Michael Hildner:I just didn't see the advantage of installing anything in the GAC - nothing that offset the maintenance. Disk space is cheap :)
Good point. I may be a bit too concerned about just a few MBs.
Michael Hildner:Not sure if you know how ClickOnce works, hope I'm not saying something you already know, but once your app is installed, and then you update your assemblies, only the modifed assemblies get sent over the wire. For example, one app I have and update regularly is only about 2-3 megs for the GUI and business library. That's usually the only thing that changes, so that's all the user has to wait for. Recently I upgraded to Infragistics 6.3, so that deployment was about 31 megs total.
>>you wouldn't want the user to be able to run the app while only the new UI has been updated so far and the remainder is still in progress
That doesn't happen, nothing to worry about there.

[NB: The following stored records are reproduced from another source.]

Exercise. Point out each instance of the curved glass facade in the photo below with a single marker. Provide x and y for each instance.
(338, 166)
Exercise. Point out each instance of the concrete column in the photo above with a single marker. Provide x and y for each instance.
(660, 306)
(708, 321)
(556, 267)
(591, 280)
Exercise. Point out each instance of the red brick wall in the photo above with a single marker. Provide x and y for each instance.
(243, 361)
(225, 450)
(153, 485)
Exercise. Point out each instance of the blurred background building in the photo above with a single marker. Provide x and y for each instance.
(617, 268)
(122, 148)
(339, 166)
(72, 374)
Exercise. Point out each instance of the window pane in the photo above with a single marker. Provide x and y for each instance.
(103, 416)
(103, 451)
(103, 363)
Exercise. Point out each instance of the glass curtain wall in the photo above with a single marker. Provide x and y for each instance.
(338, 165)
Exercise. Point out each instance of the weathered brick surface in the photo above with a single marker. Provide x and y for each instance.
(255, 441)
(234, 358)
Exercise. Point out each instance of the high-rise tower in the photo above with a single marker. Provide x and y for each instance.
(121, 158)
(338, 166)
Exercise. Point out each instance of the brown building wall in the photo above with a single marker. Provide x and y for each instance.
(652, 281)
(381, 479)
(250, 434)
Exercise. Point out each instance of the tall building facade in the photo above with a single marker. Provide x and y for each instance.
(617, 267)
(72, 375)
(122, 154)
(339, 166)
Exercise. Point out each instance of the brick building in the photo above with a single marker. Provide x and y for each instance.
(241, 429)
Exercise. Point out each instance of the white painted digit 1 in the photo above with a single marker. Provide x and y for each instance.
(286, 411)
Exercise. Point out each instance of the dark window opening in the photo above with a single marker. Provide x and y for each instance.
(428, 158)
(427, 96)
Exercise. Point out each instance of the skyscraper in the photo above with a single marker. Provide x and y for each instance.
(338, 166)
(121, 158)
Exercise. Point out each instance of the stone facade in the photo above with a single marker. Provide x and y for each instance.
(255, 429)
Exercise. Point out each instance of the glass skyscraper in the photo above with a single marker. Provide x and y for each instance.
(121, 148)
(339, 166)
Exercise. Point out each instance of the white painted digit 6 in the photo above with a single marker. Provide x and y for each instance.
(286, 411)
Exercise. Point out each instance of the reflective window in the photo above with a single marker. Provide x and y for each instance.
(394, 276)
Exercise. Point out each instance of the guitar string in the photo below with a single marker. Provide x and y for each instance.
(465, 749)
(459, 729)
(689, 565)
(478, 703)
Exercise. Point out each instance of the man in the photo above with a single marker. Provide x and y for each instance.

I think ClickOnce is great, I'd go for it.
Here's a helpful FAQ http://www.windowsforms.net/FAQs/default.aspx?PageID=1&CategoryID=24&tabindex=2
ajj3085:
Just one word of warning; the user can Skip the update if its detected. Because of this, my application checks its version number against a value stored in the database, which defines the minium version of the application to run. That way, I can keep older clients out in case the database structure has changed.